Strategic Advice for Entrepreneurs:
Establish an Outside Board of Advisors
Entrepreneurs are typically experts when it comes to their particular product or service, but sooner
or later they realize there’s a great deal more to know about running a successful business. That’s
when outside advice can be of real value. Entrepreneurs who are wise enough to recognize that
they don’t know everything are turning to experienced, well-connected advisors who can help their
businesses grow and prosper in ways they’ve never imagined. They look at their business and ask,
“What’s missing? Would it help to have more input on marketing or finance? Would I benefit from
getting advice from someone who has “been there done that?”
Unfortunately, the majority of small businesses are not taking advantage of
this easy-to-implement, low-cost strategy. Small business incubators and
women’s business centers around the country get it---establishing boards
of advisors is one of the services that most of them provide. In fact, I have
spent the last eight years witnessing firsthand the countless benefits that
outside advisors can bring to the table. The benefits are so clear to me
that I see little reason NOT to have one.
So why don’t more entrepreneurs have a Board of Advisors?
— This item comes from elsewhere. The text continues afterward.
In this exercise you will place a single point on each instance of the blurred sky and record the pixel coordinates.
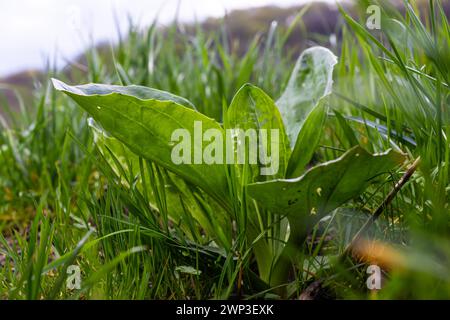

For one reason, they may think
advisory boards are just for banks or public companies. For another, they may not know how to
establish a board or even why they should. In this column, we’ll look at the definition of an advisory
board, address the benefits, and identify some common pitfalls.
What is a Board of Advisors?
An advisory board is a group of outsiders selected by the entrepreneur to provide guidance and
support on issues critical to the organization. It is informally organized to provide support, advice
and assistance. Advisors are typically industry leaders, proven business leaders, customers, and
respected subject matter experts who are carefully selected based on the entrepreneur’s needs.